Les premiers coups de pioche du projet de construction d’un pont sur le fleuve Logone, entre Yagoua au Cameroun et Bongor au Tchad, vont débuter en août prochain. L’assurance a été donnée le 18 juin dernier à Yaoundé par le secrétaire général du ministère de l’Economie, de la Planification et de l’Aménagement du territoire (MINEPAT), Jean Tchoffo, par ailleurs co-président du Comité bilatéral de pilotage du projet. Parce que « le dossier d’appel d’offres qui avait été envoyé à la BAD depuis le mois de décembre 2017 n’a toujours pas reçu la non-objection », a justifié Jean Tchoffo. En attendant, les lignes bougent.
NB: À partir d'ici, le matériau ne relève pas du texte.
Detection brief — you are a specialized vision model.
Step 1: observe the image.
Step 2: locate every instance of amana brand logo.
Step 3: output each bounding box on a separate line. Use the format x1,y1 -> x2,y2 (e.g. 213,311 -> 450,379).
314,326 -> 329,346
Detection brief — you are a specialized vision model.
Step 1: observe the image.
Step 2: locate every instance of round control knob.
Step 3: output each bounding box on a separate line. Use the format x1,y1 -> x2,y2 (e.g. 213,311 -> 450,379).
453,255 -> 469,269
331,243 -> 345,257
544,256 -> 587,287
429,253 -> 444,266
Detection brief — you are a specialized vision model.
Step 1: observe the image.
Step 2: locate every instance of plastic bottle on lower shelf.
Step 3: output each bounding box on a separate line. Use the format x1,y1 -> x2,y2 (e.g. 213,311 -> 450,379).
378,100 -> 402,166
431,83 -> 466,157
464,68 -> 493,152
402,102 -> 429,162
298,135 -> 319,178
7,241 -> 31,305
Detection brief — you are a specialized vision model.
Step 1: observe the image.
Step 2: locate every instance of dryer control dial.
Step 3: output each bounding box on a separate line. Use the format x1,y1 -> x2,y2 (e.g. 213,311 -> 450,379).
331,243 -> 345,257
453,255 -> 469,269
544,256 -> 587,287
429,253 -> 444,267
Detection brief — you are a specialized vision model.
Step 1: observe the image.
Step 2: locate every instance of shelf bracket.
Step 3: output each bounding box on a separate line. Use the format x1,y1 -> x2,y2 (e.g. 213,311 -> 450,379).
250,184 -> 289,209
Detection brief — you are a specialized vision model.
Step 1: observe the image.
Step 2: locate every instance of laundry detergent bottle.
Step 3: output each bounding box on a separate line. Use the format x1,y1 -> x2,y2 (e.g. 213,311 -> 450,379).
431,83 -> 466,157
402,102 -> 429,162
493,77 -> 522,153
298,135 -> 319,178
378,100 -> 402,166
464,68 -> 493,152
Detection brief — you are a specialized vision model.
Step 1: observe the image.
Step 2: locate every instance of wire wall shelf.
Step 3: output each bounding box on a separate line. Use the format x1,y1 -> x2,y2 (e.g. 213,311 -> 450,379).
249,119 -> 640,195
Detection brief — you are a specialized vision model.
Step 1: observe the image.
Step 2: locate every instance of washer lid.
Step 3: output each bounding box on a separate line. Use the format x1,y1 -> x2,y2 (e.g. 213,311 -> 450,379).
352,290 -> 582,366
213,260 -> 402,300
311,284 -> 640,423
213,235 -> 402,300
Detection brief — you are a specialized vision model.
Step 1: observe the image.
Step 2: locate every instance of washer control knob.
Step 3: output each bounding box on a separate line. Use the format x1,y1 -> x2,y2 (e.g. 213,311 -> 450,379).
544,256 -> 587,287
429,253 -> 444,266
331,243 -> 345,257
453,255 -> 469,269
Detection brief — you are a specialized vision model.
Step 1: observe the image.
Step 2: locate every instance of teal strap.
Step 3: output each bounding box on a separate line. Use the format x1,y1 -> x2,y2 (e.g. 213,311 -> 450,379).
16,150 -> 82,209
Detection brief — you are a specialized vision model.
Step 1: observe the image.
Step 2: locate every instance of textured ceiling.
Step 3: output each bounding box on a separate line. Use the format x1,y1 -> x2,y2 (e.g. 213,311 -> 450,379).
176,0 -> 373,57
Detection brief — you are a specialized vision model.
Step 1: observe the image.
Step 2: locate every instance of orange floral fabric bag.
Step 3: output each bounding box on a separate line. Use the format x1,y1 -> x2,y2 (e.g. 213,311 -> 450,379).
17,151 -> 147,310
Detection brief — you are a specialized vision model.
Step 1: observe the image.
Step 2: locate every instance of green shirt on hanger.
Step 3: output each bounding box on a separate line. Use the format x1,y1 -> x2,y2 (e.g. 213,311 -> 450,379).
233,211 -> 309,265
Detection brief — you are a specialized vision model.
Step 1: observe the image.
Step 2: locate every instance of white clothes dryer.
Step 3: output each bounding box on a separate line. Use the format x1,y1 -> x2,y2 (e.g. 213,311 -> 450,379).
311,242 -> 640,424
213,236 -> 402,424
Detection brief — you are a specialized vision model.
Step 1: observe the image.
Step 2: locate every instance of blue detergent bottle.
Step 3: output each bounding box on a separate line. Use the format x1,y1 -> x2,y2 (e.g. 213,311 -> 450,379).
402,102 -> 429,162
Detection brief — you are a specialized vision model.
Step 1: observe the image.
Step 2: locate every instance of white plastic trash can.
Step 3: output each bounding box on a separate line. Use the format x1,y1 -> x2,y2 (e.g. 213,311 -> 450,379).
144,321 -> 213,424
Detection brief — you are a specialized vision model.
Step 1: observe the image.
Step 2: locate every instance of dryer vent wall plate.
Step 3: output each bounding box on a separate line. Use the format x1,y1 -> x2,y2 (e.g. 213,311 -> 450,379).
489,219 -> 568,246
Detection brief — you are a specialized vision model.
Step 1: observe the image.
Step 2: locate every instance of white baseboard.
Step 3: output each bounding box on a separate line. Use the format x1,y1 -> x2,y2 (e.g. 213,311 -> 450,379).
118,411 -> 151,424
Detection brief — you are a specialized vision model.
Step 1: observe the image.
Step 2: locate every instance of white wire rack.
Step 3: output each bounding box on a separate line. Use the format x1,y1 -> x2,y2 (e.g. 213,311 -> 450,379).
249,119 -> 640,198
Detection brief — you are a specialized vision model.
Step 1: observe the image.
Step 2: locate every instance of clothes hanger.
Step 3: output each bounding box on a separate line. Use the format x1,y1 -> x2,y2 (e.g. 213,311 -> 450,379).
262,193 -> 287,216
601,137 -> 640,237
Entre autres contraintes déjà levées, les questions liées aux sauvegardes sociales et environnementales et le dossier lié aux indemnisations des populations du côté camerounais. Pour ce dernier cas, les biens mis en cause ont été évalués et le décret portant indemnisation des personnes victimes de perte de droits fonciers et/ou de destruction des biens dans le cadre des travaux du projet a été signé le 14 février dernier. Au cours des assises qui s’achèvent ce mercredi, les parties prenantes examinent également les documents pour la sélection des bureaux ayant soumissionné pour les travaux. Les parties camerounaise et tchadienne sont résolues à concrétiser ce projet « intégrateur » dont le coût global est de 92 milliards de F. La consistance des travaux à réaliser prévoit la construction d’un pont à poutres précontraintes par post-tension de 700m, la réalisation d’équipements socio-économiques (centres de santé, salles de classe, marchés locaux, aménagement de bas-fonds, etc.). Des réalisations connexes sont prévues, notamment le bitumage d’une route de raccordement sur environ 14km de part et d’autre des deux villes. « Long de 620 mètres, l’ouvrage dont la construction va prendre quatre ans, devrait simplifier la vie de quelque 2200 personnes qui, chaque jour, traversent le fleuve. Il devrait ainsi éviter les cas de noyade entre les deux rives, estimés aujourd’hui à 70 par an », explique la BAD.